Gauging Graffiti in the Classroom
Healthy Subtle Resistance to Digital Domination & Indifference
I only speak for myself
But the word around town
Is that something's shaking
In the underground
I only speak for myself
But the word on the street
Is that the writing's on the wall
And the cop's on the beat
—Michelle Shocked, “Graffiti Limbo” (1988)
Young kids making cops run like mental patients
Don't they know that graffiti can't be stopped
Writers unlike rappers can't go pop
—Looptroop Rockers, “Ambush in the Night” (1999)
High School classroom scene from a long time ago. . . or maybe fairly recently. Aging BOYER informally questioned by curious STUDENT.
STUDENT: Mr. Boyer, you ever tag? In high school?
BOYER: Tag? Tag with my sons? And their friends?
STUDENT: Tagging. You know. Graffiti? Spray can?
BOYER: Well, certainly not an occupied residence, active business or educational institution.
STUDENT: Uh, what do you mean?
BOYER: Would you say there’s a line between wall-writing and plywood proclamations?
STUDENT: I don’t get your question.
BOYER: Is there difference between constructive free speech and destructive vandalism?
STUDENT: I just tag boarded-up buildings, abandoned houses, maybe a railcar. . . .
BOYER: You mean like Tyree Guyton?
STUDENT: Who?
BOYER: Wow, we really need to take another economics field trip, to the Heidelberg Project, to some street art in the D. . . .1
Anyone still work with chalk?
Not just white, but also yellow? Maybe pink, green?
When mandated promethean and white boards invaded our classrooms several years ago, most assumed chalk and the reduced board space would doom the medium to the same fate as card catalogues, film strips, microfiche and slide rules.
Just let the kids submit to the screens?
And yet these old forms can’t be totally erased. Desk and wall graffiti still hides under a laptop, or within a hard copy assignment. An updated twist may include a student’s Instagram or related social media handle, yet taking the odd opportunity, some of these teenagers still stubbornly reveal many interesting (if hidden) statements.
“Such informal art suggests a student desiring stronger connections, or at least a colorful way to ask the teacher for more assistance.”
Chalk and pencils offer less aggressive commentaries than semi-permanent sharpies, which seem reserved to more obscure crevices of our school. Obscenities and bullying-type remarks remain surprisingly rare in my weekly surveys of these unsolicited student outbursts, as I swipe my desks and chalkboards clean, typically each Monday morning.
KP also scribbled me a note, “I picked a mouse because Boyer thinks he’s hilarious but this class be quiet as a mouse when he tells a joke.”

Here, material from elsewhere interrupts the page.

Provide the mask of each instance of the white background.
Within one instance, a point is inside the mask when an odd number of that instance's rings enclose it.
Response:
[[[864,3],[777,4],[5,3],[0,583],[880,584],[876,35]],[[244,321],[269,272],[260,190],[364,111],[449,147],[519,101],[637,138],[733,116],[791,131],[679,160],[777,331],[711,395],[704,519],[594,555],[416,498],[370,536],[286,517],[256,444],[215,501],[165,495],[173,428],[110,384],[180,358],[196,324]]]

One or twice a year I will ask students to free-form some open-ended questions or comments about a particular topic using the chalkboard, such as an introductory inquiry into economics and an imagined million dollars.
Doodling, graffiti’s close cousin in miniature, frequently surfaces in notes and frustrated test answers. Such informal art suggests a student desiring stronger connections, or at least a colorful way to ask the teacher for more assistance.
Somewhere beyond the vibrating cellular devices, beyond the illuminated prison cells of electronic hypnosis, some continue to reach out, not usually as a desperate cry for a vague therapeutic intervention (as in, say, the severely disturbed Oxford High School shooter), but maybe for just a humorous aside. . . or a welcome observation in a world of banalities, bewilderment and sadly, occasional brutalities.
Such in-class sketch artistry typically displays more concentration, not someone seemingly off-task.2 One of my quiet artists (CL) eagerly echoed this in an extra credit journal question, giving hope through her impromptu drawings that I can still improve as a teacher three decades into my career.